California, New York Have the Most To Gain From Ending Bonus Unemployment Benefits. They Probably Won't.
States that already had lower unemployment rates in May are more likely to have announced plans for ending the bonus unemployment payments.
Consider this your periodic reminder that economic incentives matter: Available job postings appear to be getting filled more quickly in states that are paying fewer benefits to people who are unemployed.
There's a real-life economic experiment happening across America right now, as 26 states have taken steps to limit or eliminate the $300 per week "bonus" unemployment benefits that are paid by the federal government and layered atop whatever state-level benefits unemployed workers receive. Those federally boosted unemployment benefits—a temporary measure enacted due to the COVID-19 pandemic—are set to expire in September.
But some states are doing away with them before that deadline in hopes of spurring a faster labor market recovery. In the states that were quickest to cut off the bonus unemployment payments, The Wall Street Journal reports, that strategy seems to be working out.
"The number of workers paid benefits through regular state programs fell 13.8 percent by the week ended June 12 from mid-May—when many governors announced changes—in states saying that benefits would end in June, according to an analysis by Jefferies LLC economists," the Journal reports. "That compares with a 10 percent decline in states ending benefits in July, and a 5.7 percent decrease in states ending benefits in September."
There are more than 9 million jobs available across the U.S., according to the Bureau of Labor Statistics' most recent update. There's also widespread anecdotal evidence that employers are having a hard time finding workers to fill open positions. "America's great economic resurgence is being held back by an unprecedented workforce shortage—and it's getting worse," says Neil Bradley, executive vice president and chief policy officer for the U.S. Chamber of Commerce.

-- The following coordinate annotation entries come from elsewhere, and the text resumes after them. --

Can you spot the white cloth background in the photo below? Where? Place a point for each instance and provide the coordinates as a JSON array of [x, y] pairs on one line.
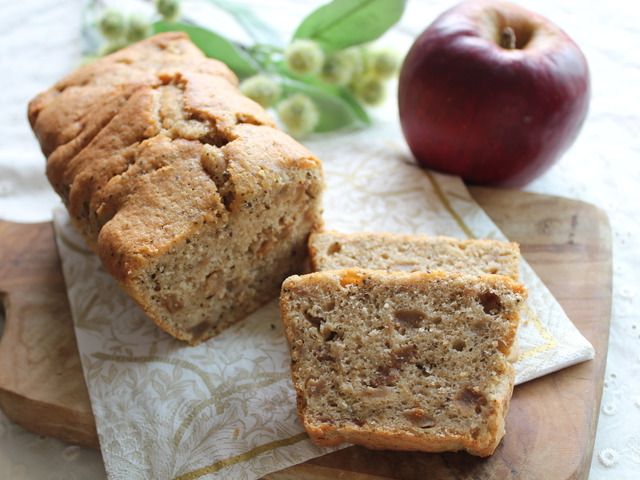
[[40, 42]]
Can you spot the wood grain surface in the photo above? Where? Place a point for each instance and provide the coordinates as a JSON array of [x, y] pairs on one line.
[[551, 422]]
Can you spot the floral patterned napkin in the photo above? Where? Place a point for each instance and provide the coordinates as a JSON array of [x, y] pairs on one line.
[[226, 408]]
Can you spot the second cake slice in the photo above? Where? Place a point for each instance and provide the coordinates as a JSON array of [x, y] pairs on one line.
[[408, 361]]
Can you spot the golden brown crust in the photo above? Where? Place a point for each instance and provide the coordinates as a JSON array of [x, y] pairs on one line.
[[191, 197]]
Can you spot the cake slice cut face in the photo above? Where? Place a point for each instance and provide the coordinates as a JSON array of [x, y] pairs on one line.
[[402, 361], [331, 250]]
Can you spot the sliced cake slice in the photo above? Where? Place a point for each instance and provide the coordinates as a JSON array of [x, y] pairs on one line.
[[403, 361], [329, 250]]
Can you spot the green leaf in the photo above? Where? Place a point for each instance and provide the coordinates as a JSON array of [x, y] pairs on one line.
[[213, 46], [345, 23], [337, 109]]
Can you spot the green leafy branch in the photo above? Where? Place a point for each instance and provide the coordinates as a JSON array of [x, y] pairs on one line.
[[321, 80]]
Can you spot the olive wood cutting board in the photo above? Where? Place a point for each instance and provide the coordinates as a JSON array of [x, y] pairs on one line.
[[551, 422]]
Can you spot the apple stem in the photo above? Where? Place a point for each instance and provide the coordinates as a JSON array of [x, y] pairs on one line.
[[508, 39]]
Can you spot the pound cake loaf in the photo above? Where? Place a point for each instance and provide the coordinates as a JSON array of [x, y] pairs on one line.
[[329, 249], [402, 361], [193, 199]]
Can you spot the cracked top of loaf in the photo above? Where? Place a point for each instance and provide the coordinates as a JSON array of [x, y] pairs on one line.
[[119, 132]]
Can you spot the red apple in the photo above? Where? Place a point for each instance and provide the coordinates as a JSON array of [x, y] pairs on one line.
[[493, 93]]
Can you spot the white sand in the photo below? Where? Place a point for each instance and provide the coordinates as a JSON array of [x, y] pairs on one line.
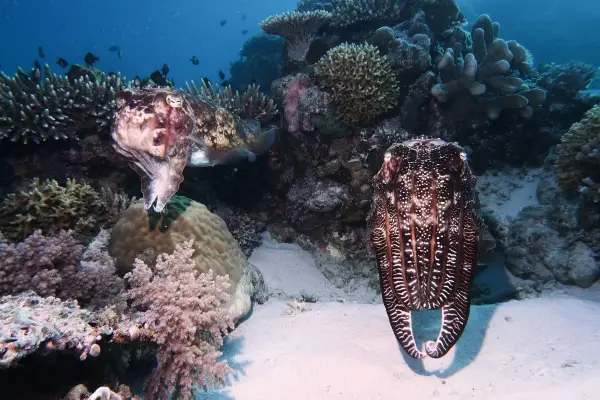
[[546, 348]]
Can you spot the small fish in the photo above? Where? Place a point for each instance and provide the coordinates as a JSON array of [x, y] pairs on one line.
[[62, 62], [90, 59], [164, 70]]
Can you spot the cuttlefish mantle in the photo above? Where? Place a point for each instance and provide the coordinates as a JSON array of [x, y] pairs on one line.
[[161, 130]]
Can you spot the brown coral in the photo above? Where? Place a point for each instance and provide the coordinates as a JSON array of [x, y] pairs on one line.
[[146, 234], [360, 80]]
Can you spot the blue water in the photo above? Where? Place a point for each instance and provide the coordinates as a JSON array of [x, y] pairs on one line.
[[150, 33], [552, 30]]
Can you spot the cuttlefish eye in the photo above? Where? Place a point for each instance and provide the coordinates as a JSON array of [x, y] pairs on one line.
[[174, 101]]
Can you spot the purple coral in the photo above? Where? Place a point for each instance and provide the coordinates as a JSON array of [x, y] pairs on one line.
[[50, 266], [186, 313]]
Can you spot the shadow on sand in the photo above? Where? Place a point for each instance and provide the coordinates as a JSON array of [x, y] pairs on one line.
[[492, 285]]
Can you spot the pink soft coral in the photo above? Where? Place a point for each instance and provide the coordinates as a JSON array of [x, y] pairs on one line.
[[185, 311]]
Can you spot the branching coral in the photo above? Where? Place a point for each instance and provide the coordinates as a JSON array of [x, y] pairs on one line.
[[349, 12], [297, 28], [260, 62], [51, 207], [407, 45], [251, 104], [488, 80], [578, 162], [360, 80], [187, 314], [41, 105]]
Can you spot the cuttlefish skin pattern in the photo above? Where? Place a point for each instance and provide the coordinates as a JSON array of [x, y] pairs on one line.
[[425, 237], [152, 130], [161, 131]]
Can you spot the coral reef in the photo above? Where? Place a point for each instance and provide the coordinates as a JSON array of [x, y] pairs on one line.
[[146, 234], [186, 312], [350, 12], [360, 80], [57, 266], [42, 105], [260, 63], [298, 30], [487, 80], [250, 104], [30, 323], [51, 207], [578, 159], [545, 244]]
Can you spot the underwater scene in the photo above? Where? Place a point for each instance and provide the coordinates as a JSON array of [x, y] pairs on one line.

But the degree to which temporary federal unemployment benefits are contributing to this situation remains subject to debate. In fact, The New York Times published a piece on Sunday that drew almost the exact opposite conclusions as the Journal's article did. After suspending the extra $300 per week jobless benefits on June 12, Missouri employers expected to see "a flood of job-seekers" but were left disappointed, the Times claims.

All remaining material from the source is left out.